He started the engine and looked at me.
“If you want to freak out, now’s the time,” he said.
I started crying. It burst out of me, big fat fears, hot on my cheeks. Ewan drove back to the apartment, smiling the whole time. It took me most of the car ride to finally calm down, but when I did, he leaned over and wiped away a tear.
“We got a lead,” he said. “Cheer up. We’ll kill Colm and all this will be over.”
I only nodded, because that wasn’t true, not even a little bit, because I still had to marry him, I had to marry the killer, and it scared the hell out of me.
17
Ewan
I gave Tara space. She was messed up from watching Franz get shot, and I couldn’t blame her. It was an intense thing to do, but I couldn’t waste time interrogating those scumbags, not when it felt like each second was precious. The Don could die at any moment, and I couldn’t let him go before I took revenge on Colm for him.

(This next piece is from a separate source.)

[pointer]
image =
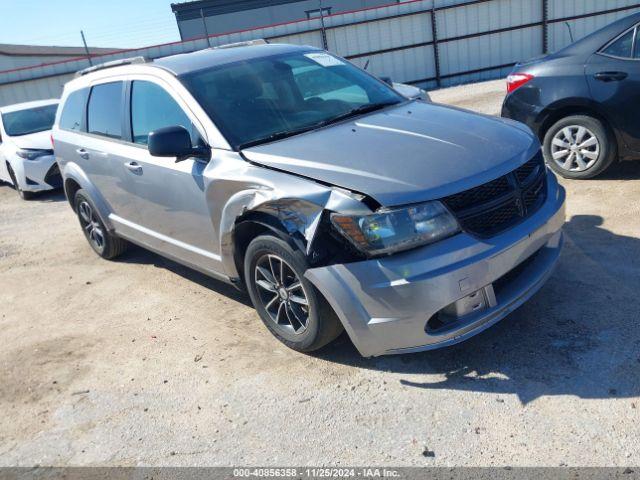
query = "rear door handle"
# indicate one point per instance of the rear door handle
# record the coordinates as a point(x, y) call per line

“What’d you find?” Dean asked over the phone the next morning. Tara stayed in her room most of that day and all night, and I wasn’t going to force her to come out before she was ready.
“Ran into our old friends Hyde and Franz coming out of a Healy safehouse,” I said.
“No shit?” Dean laughed. “God damn, those two are real pieces of shit. Remember that girl?”
He didn’t need to specify which one. I knew who he meant. She was one of Hyde’s girlfriends, and one night Hyde got so messed up on speed that he beat the girl’s face until half her teeth were missing.
Franz wasn’t much better. He knocked the rest of her teeth out for crying too loud.
In retrospect, I was happy I shot the asshole.
“You might be pleased to know that Franz might be dead,” I said.
“Might be?” Dean sounded amused. “That’s not like you, to be uncertain.”
“Tara was there,” I said. “I didn’t want to do anything to intense, so I only shot him in the gut.”
“Oh, god,” Dean said. “What happened?”
I gave him the quick version. “I think I know where I can find Colm though,” I said.
“How sure are you?” Dean sounded on edge, and I thought I heard beeping in the background, like the sound of a heart monitor.
“Very sure,” I said. “Hyde wasn’t going to lie to me in that moment. He was desperate.”
“All right,” Dean said. “Keep doing what you have to do.”
“How’s the Don?”
There was a short silence. Something muffled Dean’s receiver at his end, and I thought I heard him walking somewhere. A door shut in the background. “Holding in there,” he said. “He’s old, you know? Doesn’t heal as well. But everyone’s coming in all the time, paying tribute and keeping him involved. I think he’ll pull through.”
“He better,” I said, and meant it. “I’m going to kill Colm for him.”
“I know you will.” He let out a soft laugh, but there wasn’t much behind it.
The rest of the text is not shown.